2. Kepentingan dan Tujuan Pelaku
Apabila si pelaku ada kepentingan sendiri atau tujuan sendiri, atau hanya membantu untuk memenuhi kepentingan atau untuk mencapai tujuan dari pelaku utama.
Berdasarkan deskripsi diatas secara jelas dapat diartikan bahwa terdapat perbedaan ikut serta dan pembantuan.
“turut serta melakukan” ada kerja sama yang disadari antara para pelaku dan mereka bersama-sama melaksanakan kehendak tersebut, para pelaku memiliki tujuan dalam melakukan tindak pidana tersebut.
Sedangkan dalam “membantu melakukan” atau “pembantuan”, kehendak dari orang yang membantu melakukan hanyalah untuk membantu pelaku utama mencapai tujuannya, tanpa memiliki tujuan sendiri.
Pembuat (Dander), Pelaku (Pleger) dan Turut Serta (Medepleger)

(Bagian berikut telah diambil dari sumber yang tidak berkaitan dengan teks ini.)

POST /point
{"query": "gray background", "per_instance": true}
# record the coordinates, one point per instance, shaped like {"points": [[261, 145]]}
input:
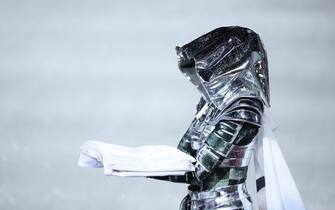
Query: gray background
{"points": [[71, 71]]}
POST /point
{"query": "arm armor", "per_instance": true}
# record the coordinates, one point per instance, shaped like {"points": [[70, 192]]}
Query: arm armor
{"points": [[238, 127]]}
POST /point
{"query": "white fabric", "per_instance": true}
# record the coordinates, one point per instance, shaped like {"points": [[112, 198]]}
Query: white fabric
{"points": [[281, 192], [119, 160]]}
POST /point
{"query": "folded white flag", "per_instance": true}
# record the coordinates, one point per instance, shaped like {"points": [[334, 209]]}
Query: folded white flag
{"points": [[150, 160]]}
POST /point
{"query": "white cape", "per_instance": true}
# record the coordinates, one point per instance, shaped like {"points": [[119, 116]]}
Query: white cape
{"points": [[280, 191], [135, 161]]}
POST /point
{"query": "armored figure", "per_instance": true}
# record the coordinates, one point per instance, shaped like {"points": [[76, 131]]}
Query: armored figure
{"points": [[229, 68]]}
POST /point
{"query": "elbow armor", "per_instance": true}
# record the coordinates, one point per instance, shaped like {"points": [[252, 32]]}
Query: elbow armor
{"points": [[229, 144]]}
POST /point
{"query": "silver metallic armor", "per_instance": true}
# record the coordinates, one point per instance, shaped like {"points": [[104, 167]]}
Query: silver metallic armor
{"points": [[229, 68]]}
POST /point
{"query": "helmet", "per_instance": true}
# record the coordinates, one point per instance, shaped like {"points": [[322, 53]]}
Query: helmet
{"points": [[225, 64]]}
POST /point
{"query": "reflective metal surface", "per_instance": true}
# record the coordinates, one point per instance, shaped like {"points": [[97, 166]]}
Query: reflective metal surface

Perbuatan mengenai ikut melakukan dan membantu melakukan telah diatur dalam Pasal 55 ayat (1) dan (2) KUHP yang ‘lama’ (saat ini masih berlaku) serta UU Nomor 1 tahun 2023 KUHP Pasal 20 yang akan mulai berlaku 3 tahun dihitung sejak tanggal diundangkan yang berbunyi sebagai berikut:
Pasal 55 KUHP Ayat 1:
Dipidana sebagai pelaku tindak pidana: mereka yang melakukan, yang menyuruh melakukan, dan yang ikut serta melakukan perbuatan;
mereka yang dengan memberi atau Menjanjikan sesuatu dengan menyalahgunakan kekuatan atau martabat, dengan kekerasan, ancaman atau penyesatan, atau dengan memberi kesempatan, sarana atau keterangan, sengaja membujuk orang lain supaya melakukan perbuatan.
Pasal 55 KUHP Ayat (2)
Terhadap penganjur, hanya perbuatan yang sengaja dianjurkan sajalah yang diperhitungkan, beserta akibat-akibatnya.

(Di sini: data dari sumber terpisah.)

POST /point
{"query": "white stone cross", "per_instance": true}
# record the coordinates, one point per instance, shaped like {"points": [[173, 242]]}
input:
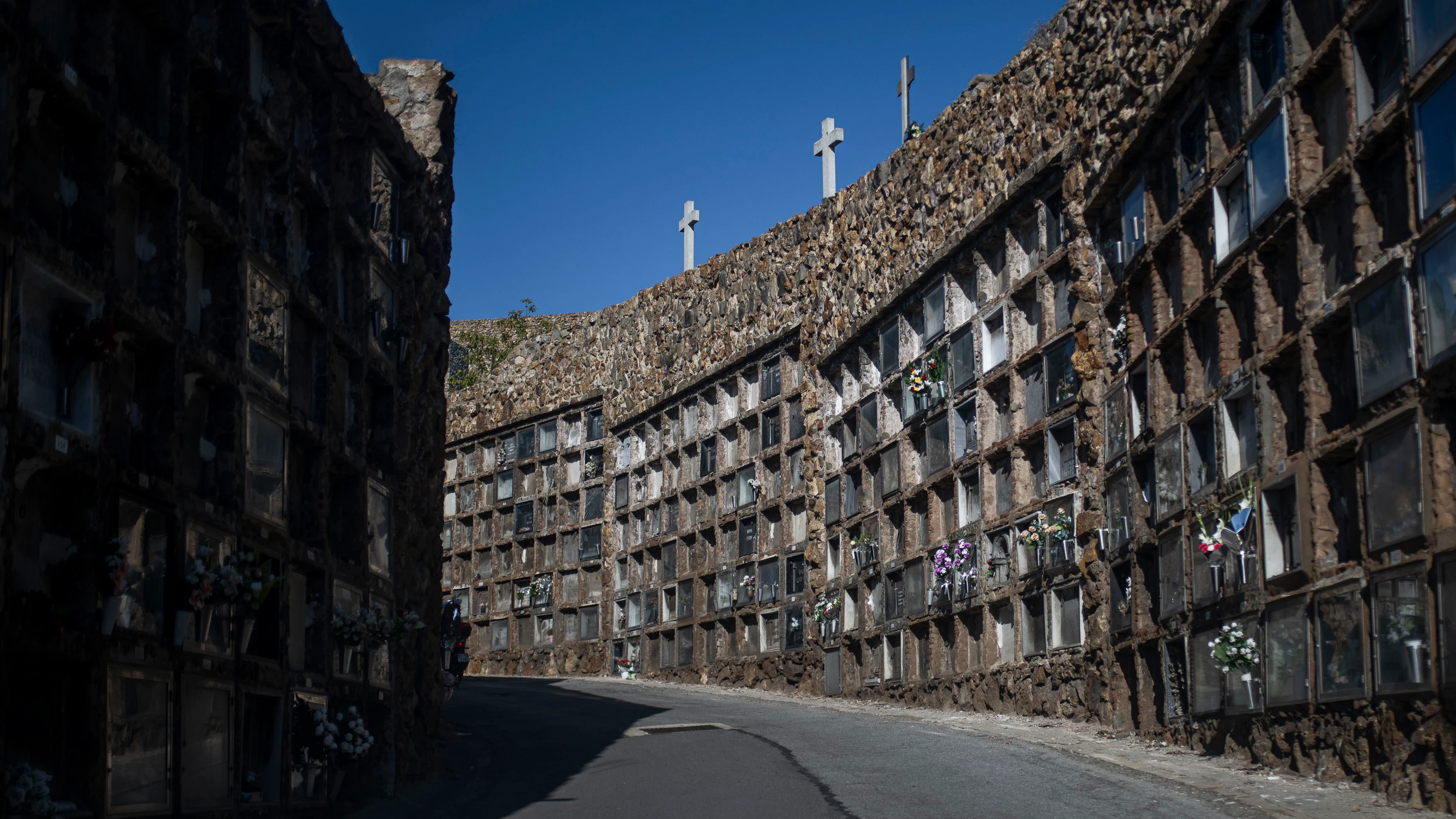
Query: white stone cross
{"points": [[829, 137], [903, 92], [685, 226]]}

UU Nomor 1 Tahun 2023 tentang KUHP
Pasal 20
Setiap orang yang ditunjuk sebagai pelaku tindak pidana jika:
melakukan sendiri tindak pidana yaitu melakukan tindak pidana dengan perantaraan alat atau menyuruh orang lain yang tidak dapat dipertanggung jawabkan;
turut serta melakukan tindak pidana ; atau menggerakkan orang lain supaya melakukan tindak pidana dengan cara memberi atau menjanjikan sesuatu, menyalahgunakan kekuatan atau martabat, melakukan kekerasan, menggunakan ancaman kekerasan, melakukan penyergapan, atau dengan memberi kesempatan, sarana, atau keterangan.
Penjelasan Pasal 20
Yang dimaksud dengan “dengan perantaraan alat”, misalnya mengendalikan jarak jauh yang digunakan secara tidak langsung untuk melakukan tindak pidana. Dalam hal menyuruh melakukan, orang yang disuruh melakukan tindak pidana tidak dipidana karena tidak ada unsur kesalahan.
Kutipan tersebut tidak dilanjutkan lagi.